En attendant, les complémentaires ne restent pas inactives. Elles souhaitent améliorer leur « valeur ajoutée » et prouver que pour chaque euro qui leur est confié, elles sont aussi efficaces, voire plus, que le régime obligatoire. Ce qui n’est pas actuellement le cas puisqu’elles absorbent 25% de frais, dont la promotion et la publicité, qui ne servent pas au remboursement de leurs assurés. Pour améliorer cette valeur ajoutée, elles souhaitent également améliorer leur gestion des risques. Aussi continuent-elles à réclamer inlassablement la levée d’un certain nombre de freins qui les empêchent encore aujourd’hui d’accéder à des données de santé anonymisées. Cette amélioration de la visibilité et de la maîtrise de leurs coûts portera également sur le secteur hospitalier. Les complémentaires interviennent en effet de plus en plus sur le financement des frais annexes, par la prise en charge des hausses de forfaits hospitaliers par exemple. Jean-Martin Cohen-Solal, nouveau directeur de la Mutualité française, dont c’était la première prise de parole publique, a d’ailleurs souligné que les frais de prise en charge de séjours à l’hôpital (forfait hospitalier, chambre…) avaient fortement augmenté pour les mutuelles, à raison de 12, 11 et 10% les trois dernières années.

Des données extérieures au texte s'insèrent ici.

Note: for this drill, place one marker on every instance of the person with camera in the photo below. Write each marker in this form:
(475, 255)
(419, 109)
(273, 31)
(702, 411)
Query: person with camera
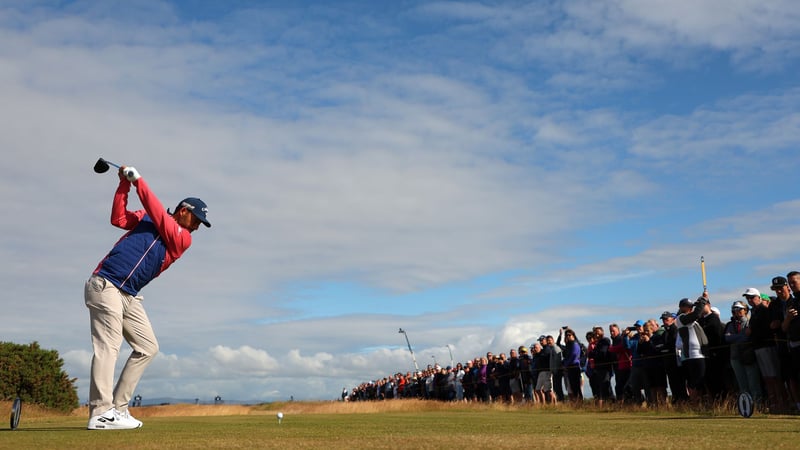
(763, 341)
(791, 326)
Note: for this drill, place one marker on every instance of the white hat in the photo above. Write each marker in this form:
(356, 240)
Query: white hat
(751, 291)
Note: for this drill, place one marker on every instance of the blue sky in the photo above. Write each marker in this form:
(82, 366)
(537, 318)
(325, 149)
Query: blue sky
(477, 173)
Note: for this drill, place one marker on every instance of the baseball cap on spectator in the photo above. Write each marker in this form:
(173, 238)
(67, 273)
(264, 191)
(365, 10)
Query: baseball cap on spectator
(751, 292)
(779, 282)
(738, 304)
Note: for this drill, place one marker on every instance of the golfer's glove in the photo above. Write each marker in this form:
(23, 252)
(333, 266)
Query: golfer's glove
(132, 174)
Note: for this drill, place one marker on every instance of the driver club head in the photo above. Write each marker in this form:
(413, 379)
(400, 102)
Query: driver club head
(101, 166)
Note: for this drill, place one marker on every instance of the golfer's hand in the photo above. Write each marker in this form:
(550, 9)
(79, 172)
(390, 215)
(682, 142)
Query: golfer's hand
(131, 174)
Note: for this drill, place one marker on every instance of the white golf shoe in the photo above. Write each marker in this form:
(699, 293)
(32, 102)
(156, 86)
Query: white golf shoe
(113, 420)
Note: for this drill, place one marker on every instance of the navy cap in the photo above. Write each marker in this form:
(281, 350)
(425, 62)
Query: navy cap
(779, 282)
(197, 207)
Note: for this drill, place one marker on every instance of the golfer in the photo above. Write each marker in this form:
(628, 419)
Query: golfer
(155, 239)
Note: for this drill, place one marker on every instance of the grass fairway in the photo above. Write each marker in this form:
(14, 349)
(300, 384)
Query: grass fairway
(405, 424)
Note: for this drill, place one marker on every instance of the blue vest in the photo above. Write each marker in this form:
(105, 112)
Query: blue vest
(136, 259)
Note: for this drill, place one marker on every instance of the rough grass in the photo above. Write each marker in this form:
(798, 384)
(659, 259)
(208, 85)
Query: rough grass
(406, 424)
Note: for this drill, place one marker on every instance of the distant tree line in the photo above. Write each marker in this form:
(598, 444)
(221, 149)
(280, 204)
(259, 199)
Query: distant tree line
(35, 375)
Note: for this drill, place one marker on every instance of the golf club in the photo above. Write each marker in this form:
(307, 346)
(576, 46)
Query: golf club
(102, 165)
(703, 269)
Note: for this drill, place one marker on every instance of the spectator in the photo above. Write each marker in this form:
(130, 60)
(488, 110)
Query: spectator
(651, 345)
(689, 346)
(622, 370)
(779, 311)
(677, 383)
(570, 354)
(638, 379)
(743, 356)
(762, 339)
(791, 326)
(601, 366)
(525, 366)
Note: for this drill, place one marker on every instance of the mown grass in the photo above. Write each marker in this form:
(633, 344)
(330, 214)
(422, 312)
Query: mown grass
(406, 424)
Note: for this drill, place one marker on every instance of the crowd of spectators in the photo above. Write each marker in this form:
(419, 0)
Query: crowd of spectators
(692, 357)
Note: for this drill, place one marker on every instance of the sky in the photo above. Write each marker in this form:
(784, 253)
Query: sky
(475, 173)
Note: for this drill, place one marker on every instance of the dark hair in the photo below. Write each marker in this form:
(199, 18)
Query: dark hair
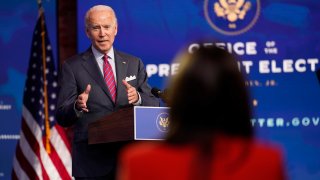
(208, 96)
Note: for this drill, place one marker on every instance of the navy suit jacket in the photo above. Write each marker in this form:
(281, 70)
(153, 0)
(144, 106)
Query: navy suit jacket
(76, 73)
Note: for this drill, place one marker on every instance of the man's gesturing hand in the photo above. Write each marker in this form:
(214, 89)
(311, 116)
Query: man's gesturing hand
(131, 91)
(81, 102)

Maîtriser l’offre de soins
Pour maîtriser leurs coûts de remboursements tout en améliorant les réponses apportées aux besoins de leurs « clients », les complémentaires veulent aussi mieux maîtriser l’offre de soins. Guillaume Sarkozy, délégué général du groupe Malakoff Médéric, a d’ailleurs annoncé avoir proposé à son conseil d’administration « une prise de participation dans différentes offres de soins pour industrialiser les pratiques des cliniques et des chirurgiens ». Il a d’ores et déjà commencé cette politique de prise de participation ou de partenariat dans des secteurs périphériques, services à la personne ou maisons de retraite (groupe Korian). Il souhaite la poursuivre en s’implantant plus largement qu’aujourd’hui dans le secteur de l’hospitalisation privée proprement dit. Son « trésor de guerre » pourrait monter jusqu’à 300 millions d’euros d’investissement possible. Le groupe Malakoff Médéric, comme de nombreux autres opérateurs, veut aussi étendre cette logique aux professionnels libéraux de ville, via des réseaux agréés, « comme pour les garagistes » a-t-on pu entendre. Le but est ici d’orienter les patients vers la réponse de soins offrant le meilleur rapport « qualité/prix ». Comme le gouvernement, faute de pouvoir jouer sur leurs ressources, les complémentaires veulent peser beaucoup plus sur leurs dépenses et ne plus payer « en aveugle ». Ce n’est pas une nouveauté, mais le mouvement s’accélère.